A baneful, desecrated red Corolla sped down the Pacific Coast Highway. You wouldn’t guess it was baneful and desecrated unless you spotted the Jack in the Box antenna topper, and even then you’d have to know a lot more than the average mortal about the true nature of the Buttery Jack to make the connection. “Road to Nowhere” played through the car’s tinny but tolerable speakers
The intern floated above the back seat, peering out over the majestic cliffs to the endless flux of the sea below. Seabirds, facing into the wind, hovered in place as they scanned the waters for their next meal. Looking out over this wildly beautiful seascape, the intern wondered if he could somehow force Wormwood to drive over the cliff, then float out through the window before the car hit the foam-flecked rocks below.

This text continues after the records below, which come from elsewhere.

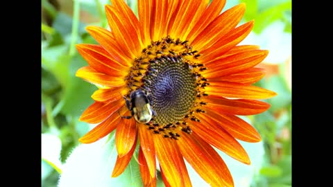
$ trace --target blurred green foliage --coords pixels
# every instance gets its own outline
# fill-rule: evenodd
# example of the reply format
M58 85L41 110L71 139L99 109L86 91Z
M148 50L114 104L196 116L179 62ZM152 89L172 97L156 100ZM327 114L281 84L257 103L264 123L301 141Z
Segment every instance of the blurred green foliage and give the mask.
M136 12L136 3L127 1ZM291 0L228 0L224 10L240 2L246 3L245 21L255 20L255 33L260 33L277 20L284 23L285 32L291 32ZM85 27L93 24L106 28L105 3L110 3L42 0L42 133L53 134L61 141L62 163L89 130L89 125L79 122L78 118L93 103L91 95L96 90L75 76L80 67L87 65L75 44L96 44ZM68 11L69 7L72 11ZM252 187L291 186L291 91L285 77L286 65L281 62L277 73L257 83L278 95L266 100L271 105L268 111L249 116L265 146L265 162ZM42 186L56 186L59 173L43 158L42 168Z

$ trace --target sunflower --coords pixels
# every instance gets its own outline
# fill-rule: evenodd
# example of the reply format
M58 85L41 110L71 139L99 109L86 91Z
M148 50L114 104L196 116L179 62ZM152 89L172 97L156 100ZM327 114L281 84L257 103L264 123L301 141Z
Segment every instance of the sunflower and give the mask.
M116 130L112 177L136 148L145 186L156 186L158 166L166 186L191 186L185 160L211 186L233 186L214 148L250 163L236 139L258 142L260 135L237 116L267 110L259 100L276 95L252 85L264 75L255 66L268 51L237 46L254 24L237 26L244 3L220 14L225 1L209 2L138 0L137 17L124 1L112 0L105 6L111 31L87 27L99 44L76 46L88 63L76 76L99 89L80 121L97 125L79 141Z

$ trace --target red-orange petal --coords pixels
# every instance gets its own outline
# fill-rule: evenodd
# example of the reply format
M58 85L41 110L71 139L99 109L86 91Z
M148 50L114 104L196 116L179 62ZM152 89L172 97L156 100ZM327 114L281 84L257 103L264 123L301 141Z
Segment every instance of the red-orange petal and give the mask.
M237 82L223 81L210 82L205 93L222 97L246 99L266 99L276 96L276 93L262 87Z
M97 71L90 66L80 68L75 74L76 76L84 79L92 84L103 85L108 87L117 87L125 85L123 78L106 75Z
M174 15L173 23L169 25L168 33L173 38L184 39L187 30L191 29L203 13L209 1L206 0L182 1Z
M179 157L173 157L173 153L177 151L175 141L165 139L160 134L153 134L153 139L156 156L169 184L171 186L184 186L181 161Z
M173 140L171 140L171 141L173 141ZM179 151L179 150L178 148L175 148L175 149L173 149L173 157L176 158L177 160L179 160L178 168L180 170L180 173L182 175L182 177L184 179L184 184L185 184L184 186L186 186L186 187L192 186L192 184L191 184L191 180L189 179L189 173L187 172L187 168L186 167L185 162L184 161L184 159L182 158L182 155L180 154L180 152ZM163 168L160 166L160 170L161 170L161 174L162 174L162 179L163 179L163 181L164 182L165 186L168 186L168 185L169 185L169 186L172 186L170 185L170 184L167 181L166 178L165 177L165 175L163 172Z
M131 58L135 58L141 52L139 35L131 25L131 21L123 12L114 7L105 6L106 17L113 37L123 51L128 51Z
M260 134L250 124L234 115L225 114L216 110L205 109L205 113L200 116L205 116L206 118L214 121L235 139L246 142L259 142Z
M239 73L262 62L268 54L266 50L245 51L205 64L205 78L221 77Z
M123 51L117 43L112 33L104 28L89 26L85 28L87 31L99 42L110 55L119 63L130 66L131 55L127 51Z
M244 12L245 3L240 3L227 10L212 21L191 45L199 51L210 47L239 23Z
M92 98L98 102L113 102L123 98L123 90L126 87L112 87L110 89L99 89L92 95Z
M203 97L202 100L207 103L203 107L222 114L233 115L254 115L266 111L269 104L256 100L228 99L217 96Z
M151 38L153 41L161 39L166 34L166 15L168 1L153 0L151 5Z
M110 53L99 45L77 44L76 48L89 65L97 71L121 78L130 69L111 58Z
M203 30L210 24L222 11L225 0L213 0L200 17L196 26L187 35L187 40L193 41Z
M103 138L116 128L120 121L120 118L121 117L118 113L113 114L105 121L85 134L78 141L83 143L90 143Z
M252 84L260 80L265 75L266 70L261 68L250 68L244 71L223 77L210 78L209 81L227 81Z
M135 147L137 145L137 136L135 138L135 141L130 150L127 152L126 154L120 157L119 155L117 157L116 163L114 168L113 168L112 174L111 175L112 177L117 177L126 169L128 163L130 161L130 159L133 156L134 151L135 150Z
M164 184L165 187L172 187L170 184L169 184L168 180L166 180L166 178L165 178L164 173L163 172L163 169L160 166L160 170L161 170L161 176L162 176L162 179L163 180L163 183Z
M179 152L179 151L178 151ZM191 180L189 179L189 176L187 172L187 169L186 168L185 163L184 162L184 159L182 159L182 157L180 157L181 161L182 161L182 164L181 168L184 169L184 170L182 171L182 173L184 177L184 182L185 182L185 186L186 187L191 187L192 186L192 184L191 182ZM161 170L161 175L162 175L162 179L163 180L163 183L164 184L165 187L171 187L172 186L170 185L169 183L168 180L165 177L165 175L163 172L163 168L160 166L160 168Z
M236 160L250 164L250 158L241 145L219 123L207 116L198 118L200 123L191 121L190 127L201 139Z
M130 115L128 111L125 116ZM122 157L127 154L136 142L137 124L134 118L121 118L116 130L116 148L118 156Z
M139 149L139 168L144 186L156 186L156 176L152 177L141 146Z
M124 105L125 100L122 98L108 103L95 102L83 112L79 120L92 124L101 123Z
M242 25L244 26L244 25ZM240 45L234 46L232 49L229 50L225 53L221 55L220 57L216 57L216 60L225 58L228 56L231 56L237 53L241 53L246 51L256 51L260 48L259 46L257 45Z
M235 47L246 37L253 28L253 23L254 21L249 21L232 29L212 46L203 49L200 52L203 55L200 60L208 64L216 58L221 58L221 56Z
M180 22L184 26L182 32L179 33L180 40L186 40L189 33L193 30L194 26L196 26L198 21L202 18L201 16L207 10L207 6L209 3L209 0L196 0L194 2L195 5L198 4L200 6L191 8L190 9L191 9L191 11L189 12L190 14L185 15L184 21ZM195 8L196 8L196 10ZM185 24L186 22L187 24Z
M176 143L181 154L207 183L212 186L234 186L227 166L210 144L194 132L180 134L181 137Z
M151 177L156 175L156 158L153 134L146 125L137 125L139 139Z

He wasn’t sure how this floating phenomenon worked. When the car had started moving, he expected to be squished against the back window, but instead he moved along with the car as if he were sitting in the back seat like a normal, living, multi-eyed, non-ectoplasmic human being. The intern didn’t know much about normal physics, much less how they interacted with Satanic curses, so he abandoned the crash-and-fly approach.
“So what’s the plan?” said the intern.
“We’re going to pick up the artifact, then I’m thinking maybe we hit Sweet Rose for some ice cream,” said Wormwood.
“Pick it up? From where, Home Depot? Are you sure you mean ‘artifact’ and not ‘drywall’?”
“Naw, you’ll see.”
“Well, at least tell me what the artifact looks like, so I can grab it if I see it. And, uh, give it to you. To do with as you see fit.”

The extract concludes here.